Auditions took place throughout schools in Toronto; an estimated 300 kids auditioned and fifty-four were selected. The selected fifty-four would undergo a three-week workshop, that took place from 26 May to 13 June 1986, which helped them learn basic acting skills, techniques and improvisation and also included seminars in the behind-the-scenes aspects of production. The workshops would be repeated at the beginning of production for each season, as new cast members joined, and existing cast members underwent more advanced workshops. Characters would be developed based on the strengths of the actors and those who did exceptionally well would be given bigger roles. The actors comprised The Playing With Time Repertory Company which at its peak consisted of sixty-five kids. According to actress Stacie Mistysyn, who had previously starred on Kids as Lisa Canard and would return as Caitlin Ryan, the actors of Kids were offered a choice between playing new characters, or reprising their original roles; all except one actor chose to play new characters.

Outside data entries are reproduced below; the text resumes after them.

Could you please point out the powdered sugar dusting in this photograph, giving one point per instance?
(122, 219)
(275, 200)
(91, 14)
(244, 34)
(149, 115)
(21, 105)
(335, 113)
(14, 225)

Schuyler and Hood saw Degrassi Junior High as a response to what they felt was a lack of television series that properly depicted teenagers, with the pair as well as critics citing family-oriented moralistic shows. Furthermore, Schuyler expressed dissatisfaction at the practice of casting older people to play teenagers prevalent in American teen media, and sought to cast real, inexperienced teenagers instead.

Broadcast

Canada 
Degrassi Junior High premiered on January 18, 1987 on CBC, airing at 5:00pm on Sundays. Critics who praised the show criticized the timeslot, feeling that the show deserved higher visibility. As a result, the series was moved to Mondays at 7:30pm, and then later a prime time slot at 8:30pm at the behest of Ivan Fecan, then the programming chief of CBC, who greatly acclaimed the series and wished he had ""20 more shows like it". Re-runs of the first season began airing in the Monday 8:30pm slot on September 28, 1987, until the premiere of the second season.

International 
In the United States, the Public Broadcasting Service (PBS) debuted the series on September 26, 1987, airing at 7:00pm on Saturdays. It debuted on WNET in New York City four days earlier, on September 22, airing at 6:00pm on Tuesdays. Both the first and second seasons were combined into one 26-episode season for the American market. In the United Kingdom, the show debuted BBC One at 5:05pm on April 5, 1988, airing on Wednesdays. However, several of its episodes, including "It's Late" (in which Spike finds out she is pregnant) and "Rumour Has It" (in which Caitlin questions her sexuality) were not aired on BBC One after parents allegedly complained that their content was "too strong" for children, and were instead aired at a 6pm timeslot on the BBC Two's DEF II programming strand. Ultimately, the second and third seasons were not aired in the United Kingdom, although actress Amanda Stepto would make promotional appearances in the UK in 1988 to promote the home video releases of the banned episodes. In Australia, the first season debuted on ABC TV on 8 February 1988, as part of The Afternoon Show hosted by James Valentine, where it aired on Mondays at 5:00pm.

Critical reception 
The first season was positively received by critics, who hailed it as a refreshingly realistic portrayal of teenage youth in contrast to other programs of the time. Critics felt that the series had successfully addressed adolescent issues while avoiding the "preachiness" of other socially-conscious television series, while also noting its balance of comedy with drama. Writing for the Times Colonist, Robert James said that Degrassi "is a place where there are no TV super dads, just a bunch of kids coping with the problems of growing up". Andrew Mickel of Den of Geek, reviewing its UK DVD release in 2007, rated it four out of five stars, stated that the show "more than holds up after twenty years" and said that despite the newer series addressing "harder-hitting" issues, the lengths the producers went for the original series made it "much more of a labour of love".

Episodes

Home media 
The season was released to DVD by WGBH Boston Home Video on February 1, 2005 in the United States, and by Force Entertainment on October 1, 2005 in Australia.